Katie herself received death threats for her next major rôle, in Channel 4’s Hollyoaks, when her character Becky Quentin is accused of “hate crime” following racist slurs aimed at Asian character Serena Chen-Williams about China and the pandemic. Katie was able to deal with the abuse though.

“I just love playing challenging, hard-hitting storylines,” she says.

At the same time, she was a contestant in Strictly Come Dancing with Gorka Marquez as her partner and tutor. Emma Thompson, the Baroness in the Cruella film was in the audience for their ‘Cruella' dance. “That was a lot of pressure because I knew she’d be there. After the performance, she told me, “You’ve brought Cruella alive on stage tonight.” I’ll take that moment with me forever.”
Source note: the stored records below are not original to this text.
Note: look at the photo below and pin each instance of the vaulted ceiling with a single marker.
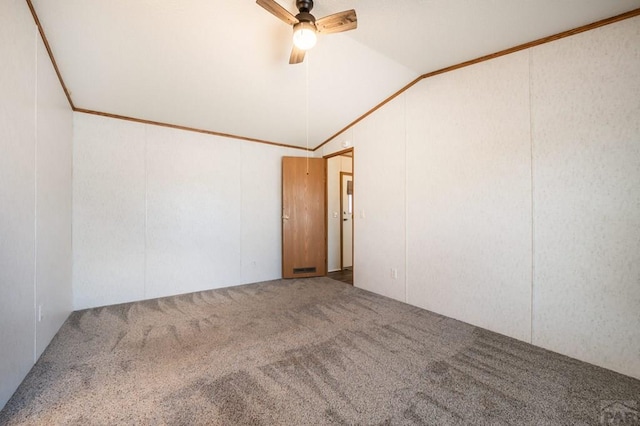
(222, 65)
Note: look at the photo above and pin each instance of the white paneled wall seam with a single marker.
(35, 201)
(145, 290)
(533, 217)
(35, 134)
(406, 200)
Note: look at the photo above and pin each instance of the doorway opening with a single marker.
(340, 208)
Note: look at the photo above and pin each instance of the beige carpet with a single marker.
(296, 352)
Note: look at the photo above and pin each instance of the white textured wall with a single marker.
(379, 201)
(586, 125)
(17, 194)
(54, 192)
(108, 211)
(521, 198)
(159, 211)
(35, 173)
(469, 195)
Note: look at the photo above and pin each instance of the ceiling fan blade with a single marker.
(278, 11)
(338, 22)
(297, 55)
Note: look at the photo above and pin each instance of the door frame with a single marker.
(342, 174)
(326, 196)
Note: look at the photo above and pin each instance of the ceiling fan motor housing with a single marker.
(304, 5)
(306, 17)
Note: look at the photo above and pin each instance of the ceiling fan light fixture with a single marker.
(304, 35)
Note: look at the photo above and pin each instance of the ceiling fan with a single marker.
(305, 25)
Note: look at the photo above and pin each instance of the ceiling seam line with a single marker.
(50, 53)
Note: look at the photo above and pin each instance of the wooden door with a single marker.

Wish You Were Dead on stage

And this year sees her first time on stage in a major theatre production, starring in the world première stage adaption of Peter James’s crime thriller Wish you were Dead.  Katie plays pathologist Cleo Morey, taking her first holiday away with Detective Superintendent Roy Grace (see picture above). 

“But it just doesn’t go to plan,” says Katie. There are a lot of twists and turns, and a lot of comedy elements, which I love. My character Cleo is intelligent, empathetic and quick-witted. She really cares about her job and about its victims. I’m excited to perform in this genre because I’ve never done it before. It’s a great opportunity.”

“And the future?” I ask Katie.

“I just take life as it comes. I don’t think you can have a strict plan in this business. You get so many exciting opportunities in this industry that come knocking at the most random times. I’ll just carry on with this ride….wherever it goes!